As a new mother, there is only so much I can do according to my standards.  Lucca, my baby boy, runs the show.  I can make a schedule, write out a to-do list, and plan out our days, and he will fight it.  He tells me what we need to do and what is important.  I have very little control, and that might be the hardest part of motherhood for me.

This might also be a big reason why I don’t want to leave him – I won’t be there to cater to his needs.  I would have to trust someone else to do as I wish, and I don’t trust anyone.  My husband is very respectful of my particularities, and often asks me for advice or what I usually do in a situation.  We are on the same page.  For most other people, I am not ready to ask for assistance.

I clean everything myself and prefer it that way.  If someone else comes in to help, I will almost certainly go behind them and tidy up to my standards.  I would rather just to it myself.  The same goes with caring for Lucca.  I want to hold him; I want to bathe him; I want to feed him, all my way.  I want to control what I can, while I can, before he is old enough to decide for himself.

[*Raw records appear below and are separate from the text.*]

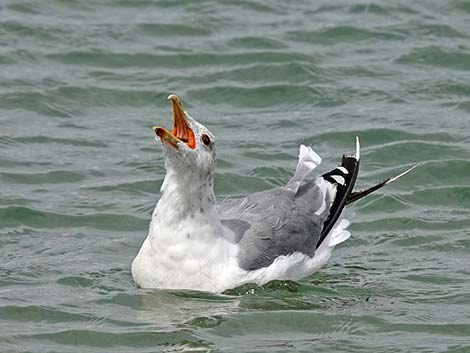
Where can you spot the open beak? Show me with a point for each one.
(182, 132)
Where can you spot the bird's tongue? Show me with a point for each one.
(181, 130)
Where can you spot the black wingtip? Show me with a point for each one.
(347, 171)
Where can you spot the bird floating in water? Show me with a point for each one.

And I cannot let go!!! I cannot seem to surrender… yet.  I feel like I will lose all control if I let someone else help.  I am well aware of my need to surrender, and I am aware that I am struggling to WANT to let go.  This internal battle is a little exhausting, but I notice it and will get better.

I will let go.  I will lose control.  I will ask for help.

And I will learn to live without “perfection.”